TBD: Fill in how to configure & test this
Plain TCP + Digest-MD5
The SASL DIGEST-MD5 auth mechanism is considered to no longer provide satisfactory security, but it is easy to setup without needing TLS, so is a useful way to test the core infrastructure in apps, even if not suitable for production deployment
TBD: Fill in how to configure & test this
SSL/TLS + Plain
A simple password based authentication mechanism, requiring that the server use TLS for encryption
TBD: Fill in how to configure & test this
User Experience
In a site which has Kerberos/FreeIPA deployed, users will be able to configure their virtual guests to use SASL authentication with GSSAPI. Using client tools such as virt-viewer, virt-manager or vinagre they will be able to access their guest virtual machine desktops using Kerberos Single-sign-on, avoiding any need for passwords.
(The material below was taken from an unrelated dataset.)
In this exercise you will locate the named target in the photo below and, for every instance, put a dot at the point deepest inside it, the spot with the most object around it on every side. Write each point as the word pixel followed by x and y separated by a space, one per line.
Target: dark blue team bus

In a site without Kerberos, users will be able to cofnigure their virtual guests with TLS + x590 certificates, and then authenticate with passwords. The virt-viewer/manager/vinagre client will store their passwords in the GNOME keyring, so after the initial connection, all subsequent connections will be passwordless
The user will never have to setup SSH tunnels for accessing VNC servers again.
Dependencies
This work is spread across a number of packages
- qemu, kvm - gtk-vnc
Contingency Plan
No existing functionality is impacted, so in event of problems this feature will be postponed to a later Fedora release and users will continue with their current deployment / remote access methods.
Documentation
TBD: Link to the VNC SASL security specification. Written, but needs permanent home website http://realvnc.com/pipermail/vnc-list/2008-December/059462.html TBD: Link to the QEMU documentation on configuring SASL (to be written :-) TBD: Link to the libvirt documentation on configuring SASL for VNC (to be written :)
Running QEMU/KVM standalone, with SASL enabled.
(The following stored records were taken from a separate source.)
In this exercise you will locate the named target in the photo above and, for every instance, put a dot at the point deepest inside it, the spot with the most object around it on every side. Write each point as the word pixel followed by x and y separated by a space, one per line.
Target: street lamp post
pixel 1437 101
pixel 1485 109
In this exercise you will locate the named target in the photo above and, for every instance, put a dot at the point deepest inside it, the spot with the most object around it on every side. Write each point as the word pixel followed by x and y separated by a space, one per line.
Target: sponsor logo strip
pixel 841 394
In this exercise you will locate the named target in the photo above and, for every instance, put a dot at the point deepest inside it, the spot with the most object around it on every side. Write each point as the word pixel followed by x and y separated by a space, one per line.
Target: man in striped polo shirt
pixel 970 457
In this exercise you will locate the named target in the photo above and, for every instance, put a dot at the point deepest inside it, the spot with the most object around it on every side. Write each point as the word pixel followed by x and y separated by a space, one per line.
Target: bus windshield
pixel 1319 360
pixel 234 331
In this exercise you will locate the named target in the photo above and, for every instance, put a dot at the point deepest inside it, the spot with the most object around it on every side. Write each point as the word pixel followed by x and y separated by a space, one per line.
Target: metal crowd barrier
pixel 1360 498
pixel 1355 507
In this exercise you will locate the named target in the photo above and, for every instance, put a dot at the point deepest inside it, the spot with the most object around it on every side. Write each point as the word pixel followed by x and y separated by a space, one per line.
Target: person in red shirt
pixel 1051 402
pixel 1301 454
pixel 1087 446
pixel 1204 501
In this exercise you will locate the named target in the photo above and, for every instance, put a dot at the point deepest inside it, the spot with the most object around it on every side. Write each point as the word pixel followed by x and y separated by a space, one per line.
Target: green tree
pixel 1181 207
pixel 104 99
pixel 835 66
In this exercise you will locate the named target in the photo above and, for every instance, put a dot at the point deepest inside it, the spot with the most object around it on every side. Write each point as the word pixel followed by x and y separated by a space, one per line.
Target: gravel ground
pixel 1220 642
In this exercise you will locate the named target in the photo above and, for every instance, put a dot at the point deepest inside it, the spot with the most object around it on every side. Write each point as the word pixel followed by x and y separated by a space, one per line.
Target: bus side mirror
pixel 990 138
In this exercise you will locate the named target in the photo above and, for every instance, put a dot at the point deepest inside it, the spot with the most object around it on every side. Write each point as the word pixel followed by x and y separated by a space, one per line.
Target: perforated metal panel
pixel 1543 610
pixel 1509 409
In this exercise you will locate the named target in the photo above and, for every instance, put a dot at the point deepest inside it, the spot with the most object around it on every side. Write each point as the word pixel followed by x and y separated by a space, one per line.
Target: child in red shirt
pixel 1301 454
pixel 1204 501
Add the ',sasl' flag when launching QEMU with a VNC server
If using GSSAPI SASL mechanism, then jjust add the 'sasl' flag eg
qemu ... -vnc localhost:1,sasl
If not using GSSAPI, then first configure TLS (http://bellard.org/qemu/qemu-doc.html#SEC36) and then add the 'sasl' flag eg
qemu ... -vnc localhost:1,tls,x509,sasl
The choice of SASL mechanism is made in /etc/sasl2/qemu.conf. "gssapi" enables Kerberos, while "digest-md5" is a simple (but not very secure) username+ password method
Running QEMU from libvirt
Edit /etc/libvirt/qemu.conf and set
vnc_sasl = 1
And to override use of /etc/sasl2/qemu.conf, can also set
vnc_sasl_dir = /some/directory
Release Notes
Fedora 11 introduces the ability to use the SASL protocol for authenticating VNC connection to KVM and QEMU virtual machines. SASL is a pluggable system, allowing many different authentication mechanisms to be configured without changing the application code. The use of SASL, in combination with existing TLS encryption support, will allow clients like vinagre, virt-viewer and virt-manager to securely connect to remote virtual machine consoles hosted on Fedora servers. In environments where Kerberos is deployed, this further allows for secure single sign on to the VNC server. This new authentication capability obsoletes the traditional VNC password scheme which is not sufficiently secure.